Thoughts and musings. Screaming into the abyss. Notes from an artist, fully grown goth chick, hopeless romantic, making it up as I go along.
Tuesday, January 1, 2019
New Year's Day
2018 sucked, no doubt about it. I’m in a very dark place, and I have no idea how to get out. One of the biggest mental problems I’m having makes me feel beyond selfish. One of my oldest friends is dying, which makes all my suicidal ideation feel even worse. He is amazing and revered, and so very loved, in big loud ways. He’s a giant in body and spirit. He’s handling death far more gracefully than I’m handling life.
I am having a stupidly hard time with the fact that I’m about to turn 45. My heart is still broken. That man took all of my ability to believe that I’m worth, well, any kind of relationship. Which is complicated by the fact that I have a crush. Or two. One is easy. It’s physical and involves a friend, who knows quite well. One of the biggest, shiny, bright spots of my year, was a completely unexpected, vigorous and thorough kiss. We were friends before. Friends we will remain.
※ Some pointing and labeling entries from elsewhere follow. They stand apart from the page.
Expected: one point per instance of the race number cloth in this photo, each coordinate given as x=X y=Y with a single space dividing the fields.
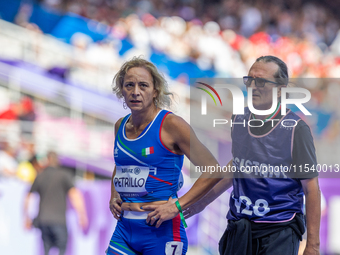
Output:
x=263 y=192
x=145 y=169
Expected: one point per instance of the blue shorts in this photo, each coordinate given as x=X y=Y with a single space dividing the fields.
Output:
x=134 y=236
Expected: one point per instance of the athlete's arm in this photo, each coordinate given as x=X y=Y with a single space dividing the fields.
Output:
x=115 y=200
x=313 y=214
x=214 y=193
x=178 y=136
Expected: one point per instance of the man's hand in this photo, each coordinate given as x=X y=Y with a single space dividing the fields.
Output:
x=115 y=207
x=161 y=213
x=28 y=223
x=311 y=251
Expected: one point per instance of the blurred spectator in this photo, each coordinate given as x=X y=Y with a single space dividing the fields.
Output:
x=8 y=164
x=27 y=170
x=27 y=117
x=54 y=185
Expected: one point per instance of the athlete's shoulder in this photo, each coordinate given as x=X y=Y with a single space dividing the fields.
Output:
x=172 y=120
x=117 y=124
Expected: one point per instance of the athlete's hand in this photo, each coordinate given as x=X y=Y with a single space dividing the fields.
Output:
x=161 y=213
x=115 y=207
x=311 y=250
x=193 y=209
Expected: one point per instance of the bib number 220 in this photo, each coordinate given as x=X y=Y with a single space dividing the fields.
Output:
x=260 y=208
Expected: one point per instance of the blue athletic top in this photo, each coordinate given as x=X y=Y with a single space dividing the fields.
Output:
x=145 y=169
x=262 y=191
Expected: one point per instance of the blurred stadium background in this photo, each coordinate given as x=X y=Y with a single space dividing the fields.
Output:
x=57 y=61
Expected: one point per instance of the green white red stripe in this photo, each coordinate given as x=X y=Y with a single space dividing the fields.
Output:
x=147 y=151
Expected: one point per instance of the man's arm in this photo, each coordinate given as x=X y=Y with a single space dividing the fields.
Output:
x=77 y=201
x=313 y=214
x=27 y=219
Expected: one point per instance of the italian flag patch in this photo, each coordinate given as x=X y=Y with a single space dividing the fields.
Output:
x=147 y=151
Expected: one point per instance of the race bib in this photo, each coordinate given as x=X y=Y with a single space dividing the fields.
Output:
x=130 y=181
x=173 y=248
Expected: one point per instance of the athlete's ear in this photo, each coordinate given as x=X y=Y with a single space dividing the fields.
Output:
x=279 y=90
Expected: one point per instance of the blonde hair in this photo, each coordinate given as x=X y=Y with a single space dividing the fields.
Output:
x=162 y=99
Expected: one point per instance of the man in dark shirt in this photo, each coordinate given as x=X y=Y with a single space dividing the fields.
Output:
x=265 y=215
x=54 y=185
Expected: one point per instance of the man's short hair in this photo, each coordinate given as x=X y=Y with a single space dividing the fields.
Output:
x=281 y=76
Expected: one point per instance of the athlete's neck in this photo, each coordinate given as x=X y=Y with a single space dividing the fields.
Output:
x=140 y=118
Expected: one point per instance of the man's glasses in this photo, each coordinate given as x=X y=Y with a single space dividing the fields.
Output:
x=259 y=82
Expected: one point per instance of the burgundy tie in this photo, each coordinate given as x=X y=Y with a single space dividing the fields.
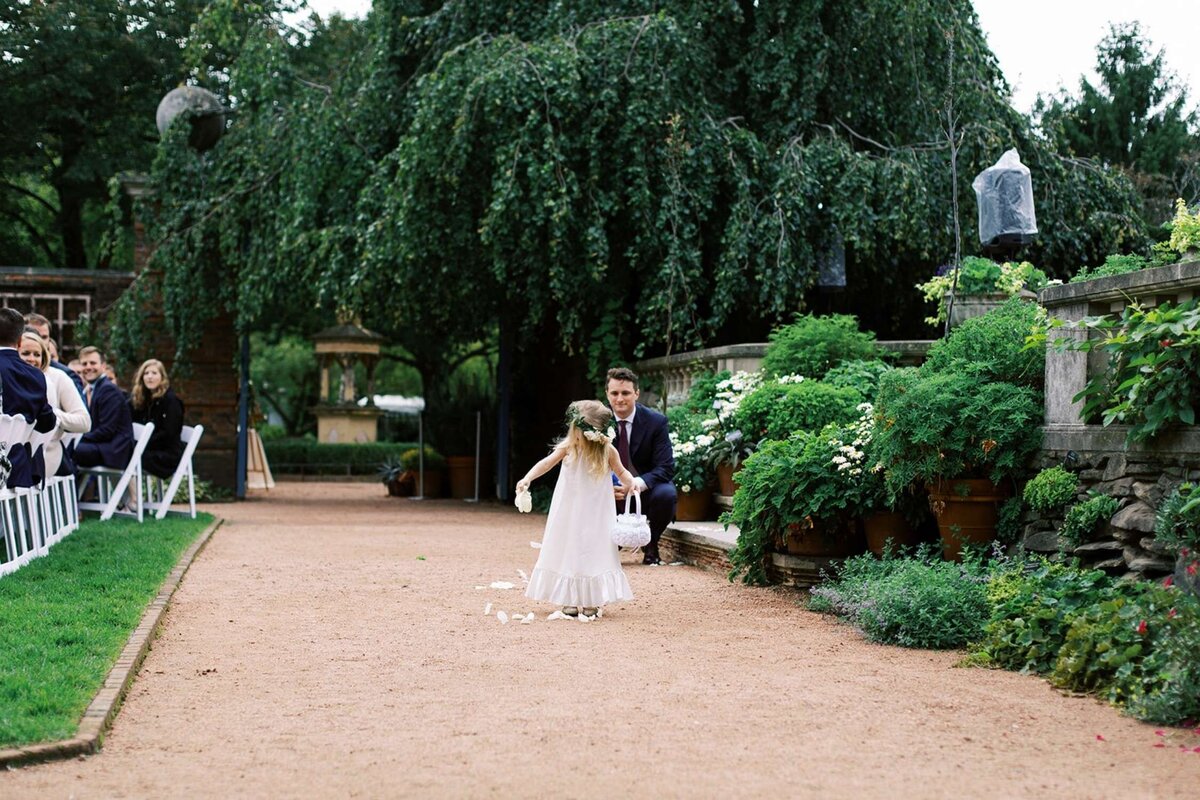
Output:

They’ve done a lot for my self-esteem, just for the fact that before that kiss, they are pretty much the shiniest thing in any room, to me, a smile like a son.
The other is far more complicated but still seems to be happening. It would be a completely different thing if it were even possible. I wouldn’t even know how to approach it. Or if I should. Or if I’m prepared for the rejection. Or if I’m prepared for not being rejected. Not right now, I guess, anyway. Right now I'm just a wee spot completely out of control.